Department of Urology, Hospital Universitario Virgen de la Victoria, Campus Universitario de Teatinos, Málaga, Spain.
Arch Sex Behav. 2012 Aug;41(4):1065-8. doi: 10.1007/s10508-011-9895-1. Epub 2012 Jan 11.
We report a case of a rare congenital malformation, a urogenital sinus cyst in a young patient with non-specific symptoms for several months. A 21-year-old male presented with vague and intermittent abdominal pain. Ultrasound scan showed a retrovesical hypoechoic collection (approximately 6 cm) and left renal agenesis, compatible with a possible congenital malformation. These findings were confirmed by MRI. A laparoscopic excision of the cyst was performed with no complications. Pathology report confirmed a urogenital sinus cyst. The postoperative recovery was uneventful and the patient was discharged within 48 h. Urogenital sinus cysts are rare entities with few cases described in the literature. Imaging techniques such as ultrasound, CT or MRI may help with diagnosis. Therapeutic modalities range from observation to needle aspiration or surgical removal. In our case, we chose a laparoscopic approach to minimize morbidity and achieve an early recovery.

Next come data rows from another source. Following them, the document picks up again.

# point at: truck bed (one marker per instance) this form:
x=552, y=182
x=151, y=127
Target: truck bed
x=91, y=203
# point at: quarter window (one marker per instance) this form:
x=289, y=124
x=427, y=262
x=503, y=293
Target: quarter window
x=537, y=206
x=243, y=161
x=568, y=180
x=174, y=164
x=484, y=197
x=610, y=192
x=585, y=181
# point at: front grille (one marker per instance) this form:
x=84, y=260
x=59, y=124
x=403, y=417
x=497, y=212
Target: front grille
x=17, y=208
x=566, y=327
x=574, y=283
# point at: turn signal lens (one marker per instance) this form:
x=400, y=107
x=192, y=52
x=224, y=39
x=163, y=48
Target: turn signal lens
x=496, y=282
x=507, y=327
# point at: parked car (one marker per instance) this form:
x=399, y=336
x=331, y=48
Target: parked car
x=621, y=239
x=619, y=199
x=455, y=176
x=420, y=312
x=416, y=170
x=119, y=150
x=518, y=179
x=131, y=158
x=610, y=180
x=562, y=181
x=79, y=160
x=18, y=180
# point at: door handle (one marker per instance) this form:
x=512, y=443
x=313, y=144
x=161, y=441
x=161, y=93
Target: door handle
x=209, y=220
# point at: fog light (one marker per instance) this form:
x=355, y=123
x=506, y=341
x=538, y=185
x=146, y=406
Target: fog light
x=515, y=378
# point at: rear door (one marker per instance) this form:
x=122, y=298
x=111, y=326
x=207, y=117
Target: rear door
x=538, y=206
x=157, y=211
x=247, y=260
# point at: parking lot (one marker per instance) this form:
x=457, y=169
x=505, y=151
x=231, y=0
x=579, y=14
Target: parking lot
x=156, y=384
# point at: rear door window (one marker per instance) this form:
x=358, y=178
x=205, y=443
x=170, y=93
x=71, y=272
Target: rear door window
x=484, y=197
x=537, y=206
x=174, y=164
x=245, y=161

我们报告了一例罕见的先天性畸形病例,一名年轻患者患有几个月的非特异性症状的泌尿生殖窦囊肿。一名 21 岁男性因模糊和间歇性腹痛就诊。超声扫描显示一个位于膀胱后方的低回声包块(约 6 厘米)和左肾缺如,提示可能存在先天性畸形。这些发现通过 MRI 得到了证实。患者接受了腹腔镜下囊肿切除术,无并发症发生。病理报告证实为泌尿生殖窦囊肿。术后恢复顺利,患者在 48 小时内出院。泌尿生殖窦囊肿是一种罕见的实体,文献中仅有少数病例描述。超声、CT 或 MRI 等影像学技术有助于诊断。治疗方式包括观察、经皮穿刺抽吸或手术切除。在我们的病例中,我们选择了腹腔镜方法,以尽量减少发病率并实现早期康复。